Master thesis on detecting offensive and hateful language

Computer science student Vilde Roland Arntzen uses the IDUN clusters in her master thesis study to detect offensive and hateful language in social media comments. Using the HPC clusters enables her to build complex transformer-based models that transfer knowledge from general language understanding learned from objective corpora such as Wikipedia, newspapers, and books to the specific task of separating neutral, offensive, and hateful social media comments. The model used is called BERT, which stands for Bidirectional Encoder Representation from Transformers and is a state-of-the-art language model.

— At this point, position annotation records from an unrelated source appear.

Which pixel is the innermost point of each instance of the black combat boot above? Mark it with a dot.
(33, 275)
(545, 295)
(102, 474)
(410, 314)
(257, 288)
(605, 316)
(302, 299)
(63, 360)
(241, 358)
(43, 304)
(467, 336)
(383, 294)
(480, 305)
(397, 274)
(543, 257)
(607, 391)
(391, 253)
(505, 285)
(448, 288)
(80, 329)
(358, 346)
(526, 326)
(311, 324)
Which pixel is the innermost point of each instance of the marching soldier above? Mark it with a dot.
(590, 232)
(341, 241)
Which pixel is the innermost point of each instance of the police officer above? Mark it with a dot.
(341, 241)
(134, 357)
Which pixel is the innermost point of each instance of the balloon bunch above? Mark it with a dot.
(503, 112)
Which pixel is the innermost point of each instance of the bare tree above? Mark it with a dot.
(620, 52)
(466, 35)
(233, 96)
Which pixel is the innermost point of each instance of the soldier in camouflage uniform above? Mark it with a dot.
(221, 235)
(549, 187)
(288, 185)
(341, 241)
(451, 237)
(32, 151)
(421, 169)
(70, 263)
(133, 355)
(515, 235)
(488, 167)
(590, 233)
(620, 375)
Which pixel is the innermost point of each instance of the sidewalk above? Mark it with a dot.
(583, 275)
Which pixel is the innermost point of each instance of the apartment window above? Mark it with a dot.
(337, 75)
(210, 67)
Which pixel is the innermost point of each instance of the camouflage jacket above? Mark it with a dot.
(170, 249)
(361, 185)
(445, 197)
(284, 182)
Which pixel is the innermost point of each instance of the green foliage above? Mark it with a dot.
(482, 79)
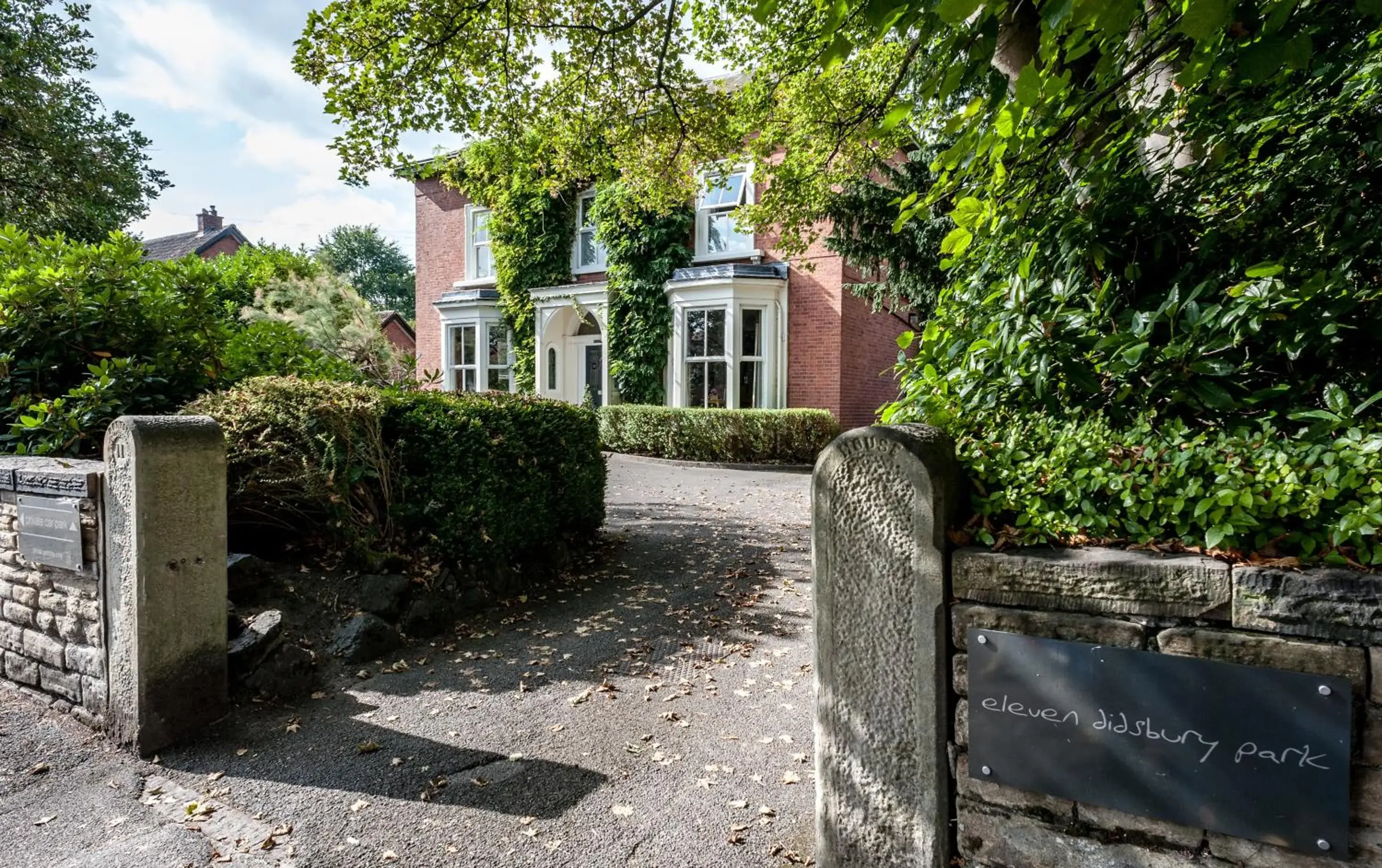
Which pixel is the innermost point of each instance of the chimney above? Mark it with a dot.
(208, 222)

Bidirectional Encoder Representation from Transformers
The difference between using more complex transformer-based models is that additionally to learning word occurrences, it can learn more complex contexts within the text. This makes a massive difference for hate speech detection, which is as dependent on context as the types of words used.

unacceptable language
For example, in some cultures, it is more common to use curse words than in others, such as in the northern parts of Norway compared to the south. Although curse words are often used in some hateful comment types generally, a comment is not hateful because it contains a curse word. Likewise, a hateful comment does not necessarily contain any indicative hateful or curse words but can be expressed implicitly (E.g., through metaphors or sarcasm). Therefore, it is necessary to analyze other aspects of the comments. For instance, if it contains a targeted insult and whether the insult targets a group or an individual.